(Update 4: changes headline, lede, adds detail)
London, Sep 12 (EFE) .- Queen Elizabeth II’s coffin was taken along the city of Edinburgh on Monday in a procession to pay tribute to the United Kingdom’s longest-reigning monarch, who passed away on September 8 aged 96.
The procession, from the Palace of Holyroodhouse to St Giles’ Cathedral, was followed by King Charles III and his siblings Princess Royal, the Duke of York and the Earl of Wessex.
A thanksgiving service was held at St Giles’ Cathedral in which Rt Rev Dr Iain Greenshields paid tribute to the Queen.
“Committed to the role she assumed in 1952 upon the death of her beloved father, she has been a constant in all of our lives for over 70 years,” he said.
“She understood the breadth of world affairs and also cared about what happened to all of her people,” he added.
Britain’s prime minister Liz Truss and Scotland’s first minister Nicola Sturgeon were among those who attended the service.
The coffin of Elizebeth II will remain in the cathedral for public viewing for 24 hours so residents can pay their respects to the late monarch.
It is King Charles III’s first visit to Scotland since he became the sovereign of the UK and 14 Commonwealth realms following his mother’s death.
His visit started with the Ceremony of the Key in Edinburgh.
The ancient ceremony is a symbolic act in which the sovereign receives the keys of the city on a velvet cushion ahead of his visit.
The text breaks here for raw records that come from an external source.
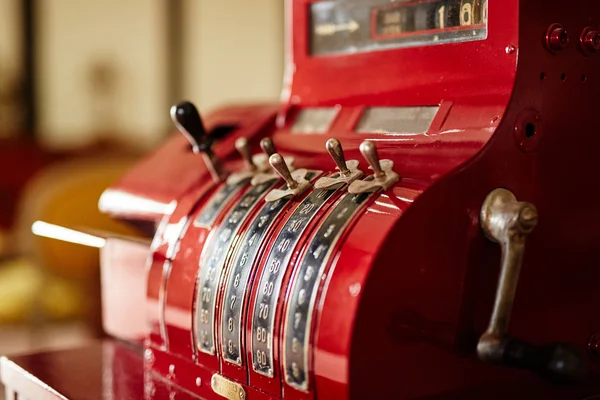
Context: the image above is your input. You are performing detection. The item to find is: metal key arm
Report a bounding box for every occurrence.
[477,188,587,384]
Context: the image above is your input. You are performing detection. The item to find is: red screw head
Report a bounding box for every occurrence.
[546,24,569,51]
[581,27,600,53]
[587,333,600,357]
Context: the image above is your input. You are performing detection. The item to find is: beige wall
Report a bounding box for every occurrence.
[0,0,23,136]
[0,0,22,76]
[182,0,284,114]
[36,0,169,149]
[34,0,284,150]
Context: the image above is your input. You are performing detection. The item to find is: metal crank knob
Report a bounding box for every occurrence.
[361,141,385,179]
[170,101,226,182]
[271,153,298,189]
[251,138,295,186]
[315,138,363,189]
[236,137,257,171]
[348,140,400,194]
[260,137,277,157]
[327,138,350,176]
[226,137,262,185]
[264,153,309,202]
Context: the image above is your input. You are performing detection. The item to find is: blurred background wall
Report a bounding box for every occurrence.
[0,0,24,137]
[0,0,285,356]
[0,0,284,148]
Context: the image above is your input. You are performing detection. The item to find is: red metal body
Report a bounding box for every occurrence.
[4,0,600,398]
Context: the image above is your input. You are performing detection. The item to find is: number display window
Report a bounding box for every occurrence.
[311,0,488,56]
[355,106,439,135]
[291,108,339,134]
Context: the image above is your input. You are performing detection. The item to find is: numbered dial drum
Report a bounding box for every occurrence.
[251,184,344,377]
[283,192,374,391]
[220,172,319,366]
[195,180,278,355]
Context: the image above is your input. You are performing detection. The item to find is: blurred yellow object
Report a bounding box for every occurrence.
[0,258,41,323]
[15,156,140,280]
[0,155,141,324]
[0,258,85,324]
[0,257,86,323]
[40,275,86,320]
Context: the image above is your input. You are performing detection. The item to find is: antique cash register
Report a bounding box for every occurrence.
[3,0,600,398]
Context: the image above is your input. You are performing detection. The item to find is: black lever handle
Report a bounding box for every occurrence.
[170,100,226,182]
[170,101,211,153]
[479,334,588,384]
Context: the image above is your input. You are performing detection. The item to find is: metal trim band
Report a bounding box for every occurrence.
[251,183,342,377]
[222,172,320,366]
[194,180,248,228]
[283,191,373,391]
[195,180,277,355]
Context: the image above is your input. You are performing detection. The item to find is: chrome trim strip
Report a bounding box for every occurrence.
[194,181,248,228]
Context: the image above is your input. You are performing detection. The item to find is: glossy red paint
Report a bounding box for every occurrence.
[0,341,199,400]
[6,0,600,398]
[145,179,215,349]
[102,105,280,223]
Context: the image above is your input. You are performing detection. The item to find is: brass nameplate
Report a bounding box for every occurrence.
[211,374,245,400]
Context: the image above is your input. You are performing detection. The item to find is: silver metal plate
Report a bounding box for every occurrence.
[194,180,248,228]
[291,108,339,134]
[282,191,373,390]
[195,180,277,355]
[221,172,319,366]
[251,183,343,377]
[355,106,439,135]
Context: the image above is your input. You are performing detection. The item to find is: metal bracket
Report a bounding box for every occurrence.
[348,160,399,194]
[250,155,295,186]
[264,168,309,202]
[315,160,362,189]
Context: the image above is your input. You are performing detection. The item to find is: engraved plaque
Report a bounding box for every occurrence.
[251,184,343,377]
[211,374,245,400]
[283,192,373,390]
[195,180,276,355]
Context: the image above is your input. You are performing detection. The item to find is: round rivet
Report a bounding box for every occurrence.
[580,27,600,54]
[169,364,176,375]
[505,45,516,54]
[546,24,569,51]
[144,349,155,366]
[587,333,600,357]
[349,283,361,297]
[196,377,202,386]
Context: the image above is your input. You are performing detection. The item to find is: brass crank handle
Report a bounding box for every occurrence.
[477,189,587,384]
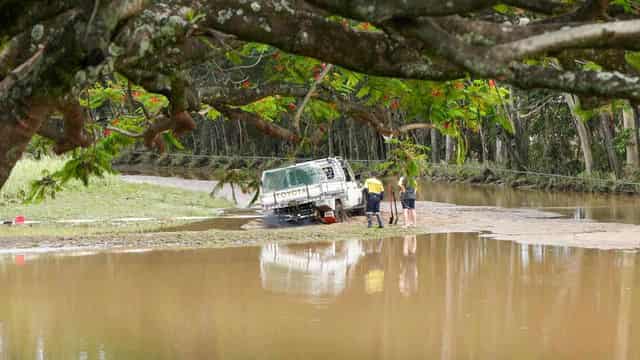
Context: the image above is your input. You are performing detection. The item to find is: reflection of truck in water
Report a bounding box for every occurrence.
[260,157,365,223]
[260,241,364,298]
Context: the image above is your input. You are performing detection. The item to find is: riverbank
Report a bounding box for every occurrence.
[3,198,640,253]
[426,164,640,195]
[4,158,640,252]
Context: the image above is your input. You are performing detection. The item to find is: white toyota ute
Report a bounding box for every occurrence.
[260,157,365,223]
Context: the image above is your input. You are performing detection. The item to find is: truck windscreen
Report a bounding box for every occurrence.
[263,165,324,192]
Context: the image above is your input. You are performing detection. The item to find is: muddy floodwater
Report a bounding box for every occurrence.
[417,180,640,224]
[1,233,640,359]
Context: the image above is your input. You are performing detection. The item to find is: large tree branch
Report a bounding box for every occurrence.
[199,83,313,106]
[433,15,640,51]
[304,0,569,22]
[217,105,300,143]
[395,18,640,100]
[204,0,463,81]
[294,64,334,132]
[491,19,640,62]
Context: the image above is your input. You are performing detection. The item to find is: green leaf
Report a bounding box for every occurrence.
[625,51,640,72]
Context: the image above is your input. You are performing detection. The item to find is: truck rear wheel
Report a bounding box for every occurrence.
[335,200,347,223]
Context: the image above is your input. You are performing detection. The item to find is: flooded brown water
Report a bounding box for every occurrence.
[1,234,639,359]
[417,180,640,224]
The King then hands back the keys, entrusting their safekeeping to the city officials.
Earlier Monday, King Charles III visited Westminster where, together with Queen Consort Camilla, visited the House of Commons and the House of Lords to hear their condolences.
“My Lords and members of the House of Commons, we gather today in remembrance of the remarkable span of the Queen’s dedicated service to her nations and peoples,” the King said.
“As I stand before you today, I cannot help but feel the weight of history which surrounds us, and which reminds us of the vital parliamentary traditions to which members of both houses dedicate yourselves with such personal commitment to the betterment of us all,” the monarch added.
Charles honored his mother’s service saying she set “an example of selfless duty which, with God’s help and your counsel, I am resolved faithfully to follow.”
Before his first parliamentary address, the King listened to the condolences from both the lower and upper houses of parliament.
Lord Speaker Lord McFall of Alcluith welcomed the monarchs on behalf of the House of Lords and said that “we all feel a sense of loss beyond measure.”
Commons Speaker Sir Lindsay Hoyle added that the loss of the Queen has reverberated around the world, pointing out that as “deep as our grief is, we know yours is deeper.”
Meanwhile, Downing Street announced a national minute’s silence to be held on September 17 at 8pm London time.
“The silence can be marked privately at home on your own or with friends and neighbors, out on your doorstep or street with neighbors, or at any locally arranged community events and vigils,” Downing Street said in a statement.